Call it calibrating your brain or judging light quality, the facts are that you CAN figure it out without a lot of trouble if you just pay attention.
The human eye/brain combination are designed to set your 'exposure' if you will, using features similar to a camera lens - the iris, which expands and contracts to let more or less light in, as well as features that no camera lens has, but digital sensors are starting to have, which sets 'ISO' if you will, in terms of brightness level.
The human eye/brain combination are far superior to any camera ever made in terms of ability to record dynamic range or latitude.
But the brain does not report to the conscious mind what 'f-stop' the iris was set at, nor what 'ISO' the brain choose to impose in order that you not be overpowered by strong light or left in the dark by dim light.
In other words, the human brain is a very poor judge of absolute light levels.
Can you 'train' your memory to recognize similar situations of lighting, and to remember what settings were effective at that time? Yes, I'm sure, and I'm sure that's what you were doing. Did it work? Sure, I believe you when you say it did.
But it is a guess, and highly prone to error. If the day had not be pretty much just as you recalled, your guess would have failed. Perhaps the error would fall within the ability of the film or sensor to cover by exposure latitude, and perhaps not.

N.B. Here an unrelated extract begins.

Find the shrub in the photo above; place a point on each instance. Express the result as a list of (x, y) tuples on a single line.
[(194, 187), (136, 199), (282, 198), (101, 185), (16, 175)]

You cannot train your brain to recognize 'this is EV 14, this is EV 10' and so on. It just isn't possible.
So your eye cannot be a meter. You can only be a relatively good rememberer/guesser. If the scene you wish to photograph is outside your frame of reference, you have nothing to rely upon.
From the earliest days of photography, photographers knew this and strove to invent mechanisms to measure light.
We don't say
'I just guess at shutter speed, why actually set the speed?' We never guess at aperture or focus, we want control over those things.
Why would we not want control over exposure?